# MTS MBlaze Connect Button doesnt work



## antoniobc (Jul 17, 2011)

Hi,
I use an MTS MBlaze device on my Windows 7 machine. When I connect the device and run the MBlaze software, the s/w doesn't allow me to click on the "CONNECT" button. 

The Connect button does appear(and is clickable). However on clicking the button, no changes are seen. And yes... Multiple clicks dont work either. 

What I expect is that the button changes to a disabled "DISCONNECT" button while the device connects to the network. Once the connection has been established, the button is now enabled and is labelled as "DISCONNECT". BUT NONE OF THIS HAPPENS...

CAN ANYONE PLEASE HELP?

Please respond ASAP. My parents use that machine and i want to get it working ASAP.


----------



## asingh (Jul 17, 2011)

IS the connection activated..?


----------



## nims11 (Jul 17, 2011)

hmm.. never faced such problem on XP. is there a dialup connection created called something like *Mblaze USB modem* in network connections?
even if it isnt activated, the connection procedure should start, so it seems like a h/w or s/w problem.
also post the screenshot of the settings section of the Mblaze application.


----------



## Zangetsu (Jul 17, 2011)

@antoniobc: try to reinstall the software of MTS.it may be due to some corruption in software.


----------



## nims11 (Jul 18, 2011)

alternatively, use the dial-up connection to dial #777 with username : *internet@internet.mtsindia.in* and password : *mts*

i use this method because the MTS app is very annoying.


----------



## antoniobc (Jul 19, 2011)

Hey Everyone,
none of the above was the problem. In fact I have no clue what the problem was...

Last night in mad frustration, I figured out the solution.

Create a new user account in Windows 7. And the MBlaze connection s/w works in the new account. Delete the old one.

I have no clue why this works. Perhaps some user based settings that were triggered somehow... I'm not aware if I had done this knowingly. 

Thanks a lot to all of you that applied ur minds to this problem... Thanks


----------



## Zangetsu (Jul 19, 2011)

antoniobc,
the settings of MBlaze were messed up or corrupted in old account...


----------



## antoniobc (Jul 25, 2011)

Hey... 
Perhaps. This has happened on both my machines as of now.

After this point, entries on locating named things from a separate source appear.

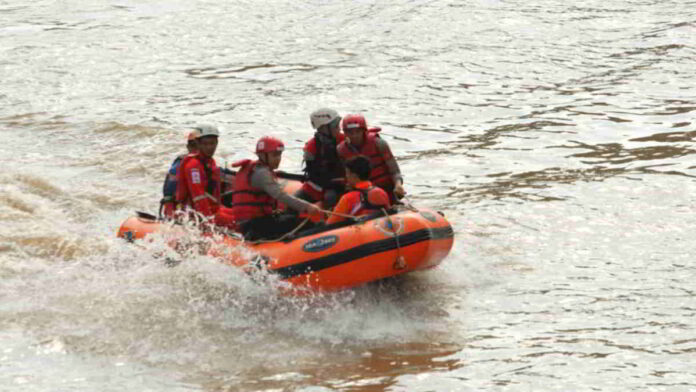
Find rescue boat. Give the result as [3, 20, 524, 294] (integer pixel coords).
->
[118, 170, 454, 292]
[118, 206, 454, 291]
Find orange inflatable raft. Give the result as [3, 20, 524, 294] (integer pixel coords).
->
[118, 172, 454, 291]
[118, 207, 454, 291]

Haven't narrowed down the cause of the problem but I have a feeling it has something to do with a Windows 7 Update I installed.

Anyway,
Thanks to all for their posts.


----------



## aniket.cain (Jul 25, 2011)

There is a Windows 7 driver update called 'ZTE Modem' or something like that. It messes up MBlaze. Uninstall that update and it should work fine. I have had that problem in the past. I have hidden the update since then.


----------



## skyscraper (Nov 23, 2011)

i am facing the same problem. when i click on the connect button nothing happens. 

alternatively i tried using the dial up connection and it gives the following error

Error 771: The operation could not finish because it could not start the Remote Access Connection Manager service in time. Please try the operation again.


i tried to run it in the compatibility mode but its not working. tried to use a new account but its not working and also i don't have any updates installed.

so please can anyone help me with this issue


----------



## nims11 (Nov 23, 2011)

^^ try post #5


----------